Mots clés : Hystérectomie. , Annexectomie. , Conservation ovarienne. , Ovaire restant. , Sécrétions ovariennes.

Keywords: Hysterectomy. , Oophorectomy. , Retained ovary. , Ovarian function.


Matériel et méthode

L'hystérectomie pour lésion bénigne est l'intervention la plus pratiquée dans le monde après la césarienne. On estime qu'il en est pratiqué environ 600 000 par an aux États-Unis et 70 000 en France [ [1]].

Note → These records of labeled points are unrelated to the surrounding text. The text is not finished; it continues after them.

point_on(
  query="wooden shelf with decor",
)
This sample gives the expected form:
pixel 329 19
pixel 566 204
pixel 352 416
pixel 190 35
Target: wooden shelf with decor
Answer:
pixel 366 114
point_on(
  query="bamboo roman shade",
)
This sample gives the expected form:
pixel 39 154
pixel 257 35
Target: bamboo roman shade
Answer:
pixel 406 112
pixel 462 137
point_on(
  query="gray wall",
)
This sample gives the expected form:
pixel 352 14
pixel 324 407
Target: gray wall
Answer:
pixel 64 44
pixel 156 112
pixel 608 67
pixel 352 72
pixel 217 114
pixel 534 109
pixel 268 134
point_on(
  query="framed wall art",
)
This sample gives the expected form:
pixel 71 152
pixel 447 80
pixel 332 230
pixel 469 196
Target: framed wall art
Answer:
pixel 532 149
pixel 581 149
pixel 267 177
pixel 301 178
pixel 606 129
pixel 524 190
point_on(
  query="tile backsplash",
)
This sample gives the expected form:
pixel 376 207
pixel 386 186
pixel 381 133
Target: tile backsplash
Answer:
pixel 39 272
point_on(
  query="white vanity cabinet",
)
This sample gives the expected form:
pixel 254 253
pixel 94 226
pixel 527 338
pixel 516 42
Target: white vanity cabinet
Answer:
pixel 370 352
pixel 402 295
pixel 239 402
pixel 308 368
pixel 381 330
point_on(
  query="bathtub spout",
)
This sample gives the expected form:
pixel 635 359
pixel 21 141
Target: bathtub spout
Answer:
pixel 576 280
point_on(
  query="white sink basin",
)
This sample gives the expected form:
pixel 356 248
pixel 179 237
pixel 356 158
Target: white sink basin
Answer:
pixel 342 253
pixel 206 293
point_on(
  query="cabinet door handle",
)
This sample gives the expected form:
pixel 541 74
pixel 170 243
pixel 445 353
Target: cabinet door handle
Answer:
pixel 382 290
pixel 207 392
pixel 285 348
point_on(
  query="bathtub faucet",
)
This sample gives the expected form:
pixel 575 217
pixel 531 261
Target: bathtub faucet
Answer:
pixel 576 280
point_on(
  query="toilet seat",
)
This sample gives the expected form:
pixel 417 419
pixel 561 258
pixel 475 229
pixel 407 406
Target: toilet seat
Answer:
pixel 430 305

Lors de l'hystérectomie, qui concerne des patientes âgées en moyenne de 45 ans en France, se pose fréquemment le problème de la conservation ovarienne. Répondre à cette question nécessite d'aborder deux aspects, l'un technique et l'autre « cancéro-fonctionnel». Si la voie d'abord chirurgicale est un élément important quant au choix de l'annexectomie, les « certitudes » ou « habitudes » du chirurgien sont probablement aussi déterminant sur le choix de la castration ou de la conservation annexielle.

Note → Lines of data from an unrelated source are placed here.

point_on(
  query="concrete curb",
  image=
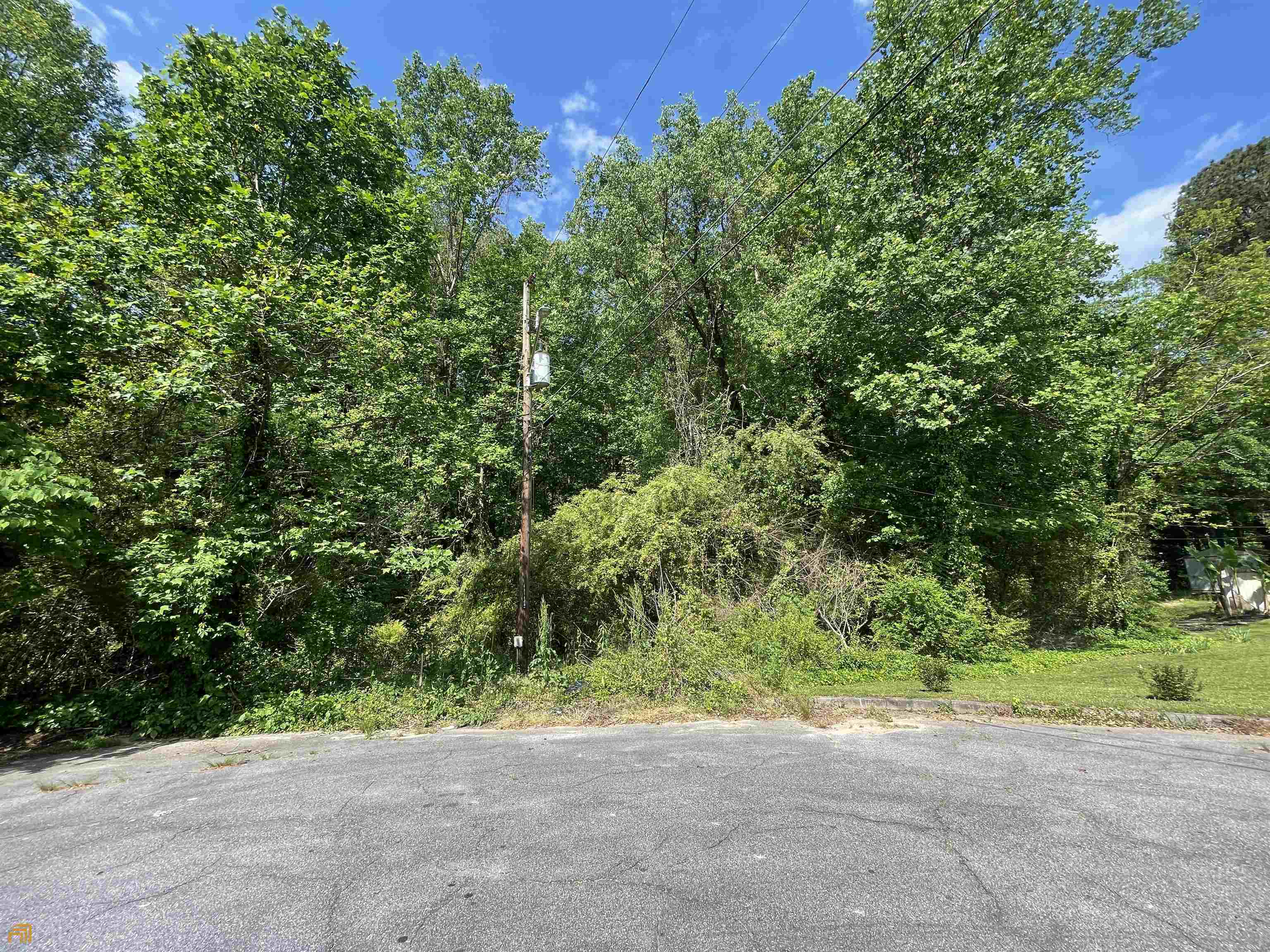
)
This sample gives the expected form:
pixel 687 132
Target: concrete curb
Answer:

À partir de deux études réalisées au CHU d'Amiens nous avons tenté d'évaluer l'importance de la voie d'abord sur la réalisation de l'annexectomie. Puis grâce aux données de la littérature et de l'étude rétrospective d'une série du service que nous apprécierons les arguments pour et contre l'annexectomie à titre systématique.

Première étude

Annuellement environ 200 hystérectomies pour lésions bénignes sont réalisées dans notre service. Nous avions l'impression que l'annexectomie était plus fréquemment réalisée par voie abdominale qu'au cours des hystérectomies vaginales. Pour confirmer cette impression nous avons réalisé une étude concernant la variabilité de l'annexectomie en fonction de la voie d'abord.

Nous avons pour cela en premier lieu réalisé un travail rétrospectif portant sur les hystérectomies pratiquées au cours de l'année 1995 choisie comme année « témoin ». Nous avons repris les dossiers de toutes nos opérées et nous avons regardé si le mode opératoire était déterminant quant à la conservation ovarienne.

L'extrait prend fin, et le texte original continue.